# CPU Fan NOT WOrking



## stonecaper (Nov 3, 2011)

Yesterday night suddenly my pc went off.astonished,i turned it again and again my pc went off after a few minuites.I Shut it down and then today morning again i turned it on and again it went off abruptly after an hour.after turning it on forthe third time i noticed that the cpu temp is 113 degs. i looked inside the cabinet and the saw the cpu fan is not running now my questions are - 
1.Pc is Still tuening on fine so my cpu is okay right? Its a Propus

2.Is The CPU Fan covered under CPU Warranty?

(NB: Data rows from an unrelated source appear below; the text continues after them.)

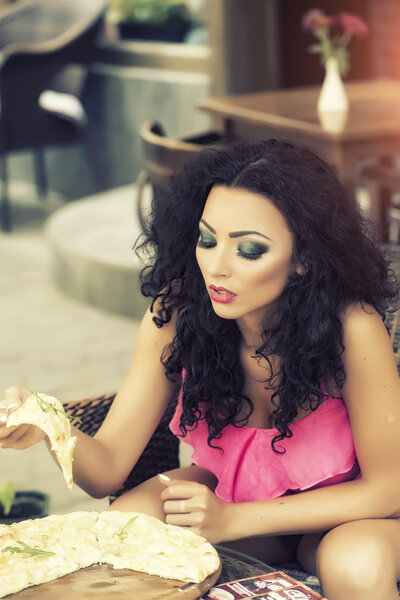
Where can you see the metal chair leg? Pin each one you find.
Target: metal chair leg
(93, 161)
(5, 208)
(40, 171)
(141, 181)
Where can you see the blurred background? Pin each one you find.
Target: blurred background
(75, 186)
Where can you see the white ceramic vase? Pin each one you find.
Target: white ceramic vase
(333, 104)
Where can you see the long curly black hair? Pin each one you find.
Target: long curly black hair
(341, 263)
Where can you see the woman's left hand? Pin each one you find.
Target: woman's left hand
(194, 505)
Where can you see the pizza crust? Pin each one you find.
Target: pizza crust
(122, 540)
(50, 417)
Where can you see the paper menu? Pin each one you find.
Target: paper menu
(270, 586)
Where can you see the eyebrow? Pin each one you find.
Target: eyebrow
(235, 233)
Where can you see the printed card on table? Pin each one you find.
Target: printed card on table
(271, 586)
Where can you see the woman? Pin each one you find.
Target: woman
(268, 297)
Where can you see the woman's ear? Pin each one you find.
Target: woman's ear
(301, 268)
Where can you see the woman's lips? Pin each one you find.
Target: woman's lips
(221, 294)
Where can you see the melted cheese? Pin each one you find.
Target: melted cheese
(51, 418)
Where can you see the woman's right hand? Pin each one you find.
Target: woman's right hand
(21, 436)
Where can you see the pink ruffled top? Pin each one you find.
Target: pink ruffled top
(320, 453)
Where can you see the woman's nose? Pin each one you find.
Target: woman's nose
(219, 265)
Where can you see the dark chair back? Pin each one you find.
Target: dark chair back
(163, 156)
(27, 69)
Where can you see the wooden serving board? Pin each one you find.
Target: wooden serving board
(100, 582)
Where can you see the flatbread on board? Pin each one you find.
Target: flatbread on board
(39, 550)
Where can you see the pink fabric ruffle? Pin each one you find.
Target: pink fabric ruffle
(320, 453)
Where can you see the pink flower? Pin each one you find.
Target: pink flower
(315, 18)
(353, 24)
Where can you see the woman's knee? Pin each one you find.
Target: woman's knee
(355, 557)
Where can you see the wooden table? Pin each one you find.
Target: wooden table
(371, 130)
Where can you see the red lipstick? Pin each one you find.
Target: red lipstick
(221, 294)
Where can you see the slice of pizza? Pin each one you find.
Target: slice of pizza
(25, 561)
(47, 413)
(143, 543)
(37, 551)
(70, 536)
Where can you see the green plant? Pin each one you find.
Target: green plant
(148, 11)
(7, 495)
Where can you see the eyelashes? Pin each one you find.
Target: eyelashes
(247, 250)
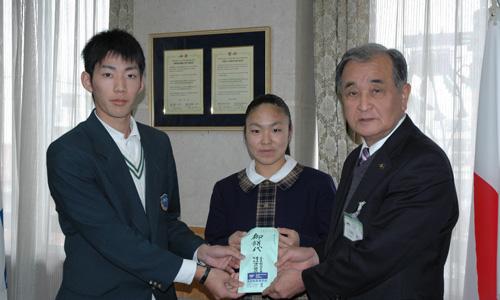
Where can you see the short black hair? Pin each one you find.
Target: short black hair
(365, 53)
(114, 42)
(268, 99)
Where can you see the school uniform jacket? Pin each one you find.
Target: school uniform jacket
(410, 211)
(114, 248)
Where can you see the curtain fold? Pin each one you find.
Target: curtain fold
(443, 44)
(338, 26)
(42, 98)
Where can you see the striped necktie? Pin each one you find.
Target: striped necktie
(365, 155)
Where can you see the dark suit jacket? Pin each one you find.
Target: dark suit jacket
(114, 250)
(410, 211)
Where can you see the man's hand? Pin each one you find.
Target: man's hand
(298, 258)
(221, 257)
(235, 239)
(287, 284)
(222, 285)
(288, 238)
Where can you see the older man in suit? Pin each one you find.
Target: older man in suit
(114, 183)
(396, 202)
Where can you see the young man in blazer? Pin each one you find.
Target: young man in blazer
(396, 202)
(114, 183)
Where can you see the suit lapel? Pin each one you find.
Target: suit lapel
(126, 200)
(152, 180)
(376, 172)
(380, 165)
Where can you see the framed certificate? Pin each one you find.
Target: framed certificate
(205, 79)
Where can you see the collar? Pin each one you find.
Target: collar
(256, 178)
(118, 135)
(377, 145)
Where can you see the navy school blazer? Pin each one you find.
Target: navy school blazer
(114, 249)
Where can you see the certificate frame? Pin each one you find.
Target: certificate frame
(160, 73)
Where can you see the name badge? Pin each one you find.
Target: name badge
(164, 202)
(353, 228)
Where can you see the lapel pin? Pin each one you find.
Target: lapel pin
(164, 202)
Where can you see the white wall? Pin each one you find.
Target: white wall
(204, 157)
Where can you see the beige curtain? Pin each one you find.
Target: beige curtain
(41, 98)
(338, 26)
(121, 14)
(443, 43)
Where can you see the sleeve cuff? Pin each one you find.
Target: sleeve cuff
(186, 272)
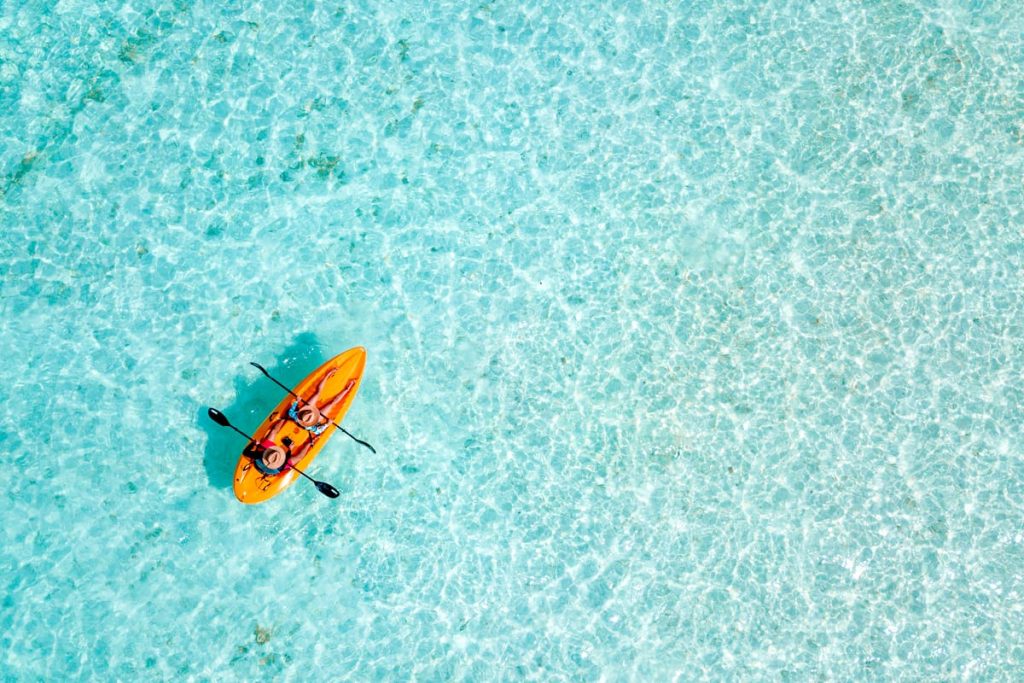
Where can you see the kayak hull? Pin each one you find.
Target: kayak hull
(253, 486)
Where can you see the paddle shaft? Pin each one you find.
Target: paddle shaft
(252, 440)
(222, 420)
(306, 402)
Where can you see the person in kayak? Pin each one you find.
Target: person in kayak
(311, 416)
(271, 459)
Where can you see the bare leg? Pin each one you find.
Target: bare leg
(275, 428)
(327, 410)
(297, 457)
(320, 388)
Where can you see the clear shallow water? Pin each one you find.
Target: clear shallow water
(694, 340)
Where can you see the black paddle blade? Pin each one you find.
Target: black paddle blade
(327, 489)
(218, 417)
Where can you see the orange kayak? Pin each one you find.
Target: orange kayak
(251, 485)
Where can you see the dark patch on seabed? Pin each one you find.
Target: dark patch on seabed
(255, 397)
(158, 25)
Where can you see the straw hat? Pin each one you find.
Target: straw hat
(307, 416)
(273, 458)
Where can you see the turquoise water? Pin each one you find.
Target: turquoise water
(694, 339)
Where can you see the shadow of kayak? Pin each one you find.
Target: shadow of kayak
(255, 396)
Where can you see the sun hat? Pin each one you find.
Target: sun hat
(307, 416)
(273, 458)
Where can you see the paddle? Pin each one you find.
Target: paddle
(263, 370)
(322, 486)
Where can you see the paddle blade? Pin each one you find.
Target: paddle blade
(218, 417)
(327, 489)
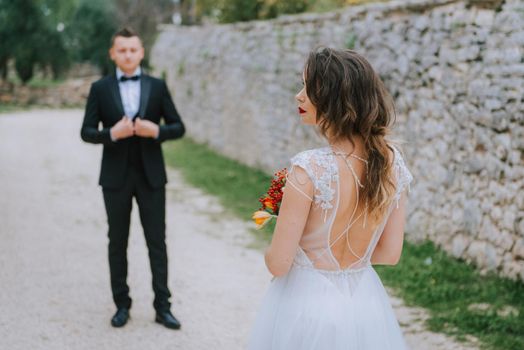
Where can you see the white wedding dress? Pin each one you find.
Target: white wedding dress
(319, 304)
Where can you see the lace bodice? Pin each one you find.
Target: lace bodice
(324, 171)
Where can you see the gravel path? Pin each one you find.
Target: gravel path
(54, 274)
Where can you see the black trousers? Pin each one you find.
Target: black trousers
(151, 206)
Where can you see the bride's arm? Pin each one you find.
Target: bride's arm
(291, 221)
(389, 246)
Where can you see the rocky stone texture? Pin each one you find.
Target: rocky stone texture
(456, 72)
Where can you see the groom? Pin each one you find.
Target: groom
(130, 105)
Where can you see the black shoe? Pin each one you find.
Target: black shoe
(120, 318)
(167, 319)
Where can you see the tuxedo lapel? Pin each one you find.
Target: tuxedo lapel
(145, 91)
(115, 91)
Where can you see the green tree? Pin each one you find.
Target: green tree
(30, 39)
(89, 34)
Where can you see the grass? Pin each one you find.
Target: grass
(460, 301)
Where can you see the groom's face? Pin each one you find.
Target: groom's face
(127, 53)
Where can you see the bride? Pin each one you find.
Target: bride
(343, 211)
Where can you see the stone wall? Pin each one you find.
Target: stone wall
(456, 72)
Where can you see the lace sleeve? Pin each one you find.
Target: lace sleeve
(300, 174)
(321, 171)
(402, 174)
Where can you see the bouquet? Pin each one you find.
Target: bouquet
(271, 200)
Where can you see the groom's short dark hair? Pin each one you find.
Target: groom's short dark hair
(126, 32)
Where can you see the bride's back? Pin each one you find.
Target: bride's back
(339, 231)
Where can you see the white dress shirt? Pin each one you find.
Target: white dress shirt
(130, 93)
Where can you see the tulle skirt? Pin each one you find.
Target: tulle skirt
(312, 309)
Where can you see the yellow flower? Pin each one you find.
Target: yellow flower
(261, 218)
(268, 203)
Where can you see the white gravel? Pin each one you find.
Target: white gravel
(54, 274)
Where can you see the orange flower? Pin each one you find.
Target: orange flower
(269, 203)
(261, 218)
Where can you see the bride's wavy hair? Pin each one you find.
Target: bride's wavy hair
(351, 99)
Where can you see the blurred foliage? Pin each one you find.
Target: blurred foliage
(229, 11)
(48, 35)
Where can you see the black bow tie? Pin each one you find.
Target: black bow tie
(123, 78)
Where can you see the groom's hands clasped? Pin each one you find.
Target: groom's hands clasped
(125, 128)
(146, 128)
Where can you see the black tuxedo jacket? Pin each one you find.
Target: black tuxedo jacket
(104, 105)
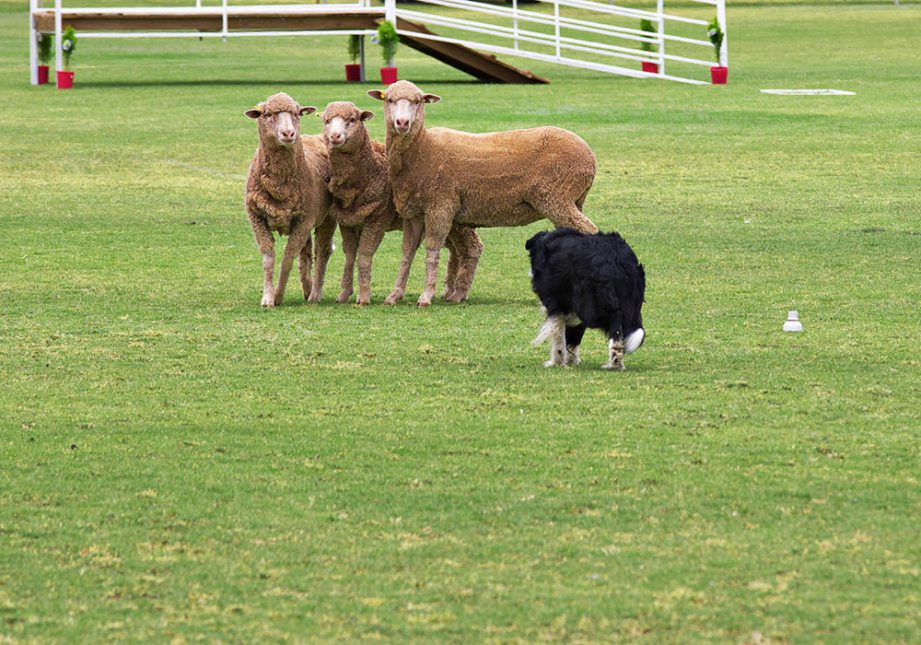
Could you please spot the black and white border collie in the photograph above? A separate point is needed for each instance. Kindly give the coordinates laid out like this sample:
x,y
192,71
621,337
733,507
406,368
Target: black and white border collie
x,y
587,281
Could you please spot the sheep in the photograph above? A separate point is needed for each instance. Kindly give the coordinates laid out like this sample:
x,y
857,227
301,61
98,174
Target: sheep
x,y
286,193
363,207
444,177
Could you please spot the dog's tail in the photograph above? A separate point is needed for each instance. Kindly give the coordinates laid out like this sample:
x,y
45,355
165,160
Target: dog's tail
x,y
634,340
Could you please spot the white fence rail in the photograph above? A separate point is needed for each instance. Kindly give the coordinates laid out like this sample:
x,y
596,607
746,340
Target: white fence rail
x,y
579,33
593,36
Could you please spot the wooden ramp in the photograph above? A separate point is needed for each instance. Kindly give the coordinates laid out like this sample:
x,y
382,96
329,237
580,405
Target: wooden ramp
x,y
218,20
485,67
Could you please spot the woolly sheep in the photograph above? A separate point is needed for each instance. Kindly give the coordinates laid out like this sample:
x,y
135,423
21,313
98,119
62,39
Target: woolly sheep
x,y
363,207
286,193
443,177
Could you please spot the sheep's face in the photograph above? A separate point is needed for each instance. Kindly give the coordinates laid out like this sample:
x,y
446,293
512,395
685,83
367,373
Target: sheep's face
x,y
343,125
279,119
404,106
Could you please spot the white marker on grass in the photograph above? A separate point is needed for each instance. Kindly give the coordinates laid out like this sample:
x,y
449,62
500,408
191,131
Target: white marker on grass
x,y
792,323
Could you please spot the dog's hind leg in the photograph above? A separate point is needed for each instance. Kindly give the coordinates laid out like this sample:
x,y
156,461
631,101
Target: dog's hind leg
x,y
575,330
615,343
615,355
554,329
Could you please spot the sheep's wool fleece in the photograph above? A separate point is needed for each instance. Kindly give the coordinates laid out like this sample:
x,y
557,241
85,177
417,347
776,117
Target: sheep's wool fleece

3.If Not Can you Please suggest a CPU Fan/Cooler for cheap? i know Coolermaster Hyper Is The Best but I Cant Afford it right Now

TIA


----------



## mithun_mrg (Nov 3, 2011)

First verify that ur MB cpu fan header/pin is ok the fan in the system fan header & see it spins else post u current config so that we can suggest vaild alternates


----------



## stonecaper (Nov 3, 2011)

which one is the system fan header???


----------



## mithun_mrg (Nov 3, 2011)

the 3 pin header in the MB generally marked as SYS_FAN

or
CHA_FAN


----------



## topgear (Nov 4, 2011)

CPU fan is covered under warranty and a good after market cooler like CM Hyper TX3 will cost 1.2k but try the steps suggested by mithun_mrg first


----------